El retraso en la producción del anime Witch Hat Atelier no debilitó sino que fortaleció la calidad del resultado final. Según Rena Motomura, la actriz que da voz a Coco en japonés, ciertos momentos del anime superaron con creces sus expectativas, especialmente la emotiva escena del primer episodio en la que Coco grita “Mamá” mientras Qifrey la eleva al cielo en un instante mágico. Esta secuencia, que Motomura describe como fundamental para conectar con la esencia del mundo creado en el manga, llamó la atención tanto de la audiencia como de los creadores por su poderosa representación visual y emocional.
Kamome Shirahama, la autora del manga original, también destacó la calidad cinematográfica de la adaptación, especialmente en el quinto episodio. Para ella, ciertas escenas lograron transmitir la experiencia de ver una película, algo que esperaba y que el equipo logró plasmar en la animación. Además, Shirahama subrayó que el anime amplió el universo narrativo con elementos visuales y narrativos que no aparecían en el manga, enriqueciendo el mundo de la historia con mayor colorido y profundidad.
Motomura también reveló que la escena más desafiante y satisfactoria para ella fue la del laberinto del dragón, donde Coco enfrenta la dolorosa realización de que sus actos pusieron en peligro a sus compañeros. Esta escena mostró una faceta más vulnerable y humana del personaje, que hasta entonces había mantenido una actitud alegre y extrovertida.
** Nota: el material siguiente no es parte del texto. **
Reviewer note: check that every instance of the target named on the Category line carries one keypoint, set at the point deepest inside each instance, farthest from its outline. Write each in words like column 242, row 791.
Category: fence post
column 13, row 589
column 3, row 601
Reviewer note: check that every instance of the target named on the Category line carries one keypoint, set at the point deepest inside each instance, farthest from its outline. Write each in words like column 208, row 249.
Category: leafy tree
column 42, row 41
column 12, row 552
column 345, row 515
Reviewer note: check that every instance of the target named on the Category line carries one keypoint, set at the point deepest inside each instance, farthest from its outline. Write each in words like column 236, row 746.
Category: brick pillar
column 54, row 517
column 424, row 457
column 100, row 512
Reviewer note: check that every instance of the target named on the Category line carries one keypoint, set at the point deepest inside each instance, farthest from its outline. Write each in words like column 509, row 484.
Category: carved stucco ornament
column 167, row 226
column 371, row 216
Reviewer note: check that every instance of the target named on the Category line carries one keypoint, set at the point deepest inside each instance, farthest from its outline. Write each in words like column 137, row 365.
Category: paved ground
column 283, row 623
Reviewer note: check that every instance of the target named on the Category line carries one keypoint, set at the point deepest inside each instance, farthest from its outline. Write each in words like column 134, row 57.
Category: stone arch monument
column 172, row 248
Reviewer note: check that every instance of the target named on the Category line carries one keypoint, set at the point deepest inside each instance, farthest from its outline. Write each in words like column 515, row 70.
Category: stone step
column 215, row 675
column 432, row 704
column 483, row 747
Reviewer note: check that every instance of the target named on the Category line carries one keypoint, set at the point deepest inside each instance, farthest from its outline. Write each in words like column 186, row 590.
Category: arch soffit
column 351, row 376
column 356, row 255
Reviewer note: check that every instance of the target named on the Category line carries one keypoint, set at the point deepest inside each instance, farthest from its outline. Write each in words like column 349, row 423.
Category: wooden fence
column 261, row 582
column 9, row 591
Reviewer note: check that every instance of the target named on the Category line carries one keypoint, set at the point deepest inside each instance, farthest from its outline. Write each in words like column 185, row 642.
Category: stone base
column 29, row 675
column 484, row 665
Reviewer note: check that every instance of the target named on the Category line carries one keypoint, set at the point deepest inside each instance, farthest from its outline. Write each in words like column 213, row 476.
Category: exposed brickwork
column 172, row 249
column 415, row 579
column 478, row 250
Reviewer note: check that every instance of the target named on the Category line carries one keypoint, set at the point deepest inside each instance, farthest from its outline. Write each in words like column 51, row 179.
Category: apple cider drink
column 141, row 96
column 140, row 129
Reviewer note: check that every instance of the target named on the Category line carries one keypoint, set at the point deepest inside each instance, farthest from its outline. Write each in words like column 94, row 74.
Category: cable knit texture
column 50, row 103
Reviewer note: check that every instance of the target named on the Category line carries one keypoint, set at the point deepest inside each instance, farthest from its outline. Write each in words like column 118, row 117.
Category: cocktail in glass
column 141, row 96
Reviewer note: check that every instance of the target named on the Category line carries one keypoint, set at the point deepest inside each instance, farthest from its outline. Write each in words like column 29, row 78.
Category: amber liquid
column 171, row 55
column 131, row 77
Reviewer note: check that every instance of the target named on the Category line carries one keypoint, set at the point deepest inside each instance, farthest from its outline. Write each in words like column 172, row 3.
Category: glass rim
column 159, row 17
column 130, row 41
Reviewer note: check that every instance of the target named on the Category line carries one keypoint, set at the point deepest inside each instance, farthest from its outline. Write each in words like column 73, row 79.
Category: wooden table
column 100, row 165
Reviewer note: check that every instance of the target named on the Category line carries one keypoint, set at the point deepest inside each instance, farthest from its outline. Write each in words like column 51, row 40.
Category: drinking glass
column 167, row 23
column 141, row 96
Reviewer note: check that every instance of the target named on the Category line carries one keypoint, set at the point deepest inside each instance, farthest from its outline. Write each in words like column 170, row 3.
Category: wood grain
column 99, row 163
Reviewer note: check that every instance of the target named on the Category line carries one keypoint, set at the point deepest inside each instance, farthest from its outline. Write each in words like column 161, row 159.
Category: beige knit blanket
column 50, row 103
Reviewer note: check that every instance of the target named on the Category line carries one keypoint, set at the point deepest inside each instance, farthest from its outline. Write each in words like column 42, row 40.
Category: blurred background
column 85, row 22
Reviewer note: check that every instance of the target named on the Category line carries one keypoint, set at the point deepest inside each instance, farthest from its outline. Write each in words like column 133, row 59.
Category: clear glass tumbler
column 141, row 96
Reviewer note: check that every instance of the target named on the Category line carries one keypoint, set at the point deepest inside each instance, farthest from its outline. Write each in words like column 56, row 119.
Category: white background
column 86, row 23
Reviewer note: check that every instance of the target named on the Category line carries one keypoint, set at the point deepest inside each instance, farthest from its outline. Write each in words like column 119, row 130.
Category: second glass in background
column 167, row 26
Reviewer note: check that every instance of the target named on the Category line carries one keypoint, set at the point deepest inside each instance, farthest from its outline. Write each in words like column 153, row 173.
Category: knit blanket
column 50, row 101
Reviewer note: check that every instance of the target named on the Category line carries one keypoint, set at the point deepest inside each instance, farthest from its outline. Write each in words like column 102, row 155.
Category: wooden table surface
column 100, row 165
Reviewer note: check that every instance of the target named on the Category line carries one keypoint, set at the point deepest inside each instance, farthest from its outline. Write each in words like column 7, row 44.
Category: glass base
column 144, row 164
La actriz comentó cómo encarnar esta tensión interna le permitió empatizar con Coco, quien carga secretamente ansiedades y preocupaciones que se van desarrollando en los primeros episodios.
Durante la promoción del anime en el evento Anime Expo, Shirahama interactuó con fans a través de comentarios en vivo, planteando preguntas sobre los personajes que reflejan su constante curiosidad y emoción por la adaptación. Para ella, observar cómo la historia y sus personajes cobran vida más allá del manga fue una de las mayores satisfacciones. La colaboración con el estudio y el equipo de producción permitió que Witch Hat Atelier no solo preservara su esencia sino que también la expandiera para nuevos formatos.
El esfuerzo del equipo detrás del anime refleja una tendencia creciente en la industria: dedicar más tiempo y recursos a las adaptaciones para lograr resultados que igualen o superen el impacto de sus fuentes originales. Este enfoque se traduce en una experiencia visual y narrativa más rica, como se ha visto en Witch Hat Atelier, que ya es reconocido como una obra destacada dentro del género fantástico contemporáneo.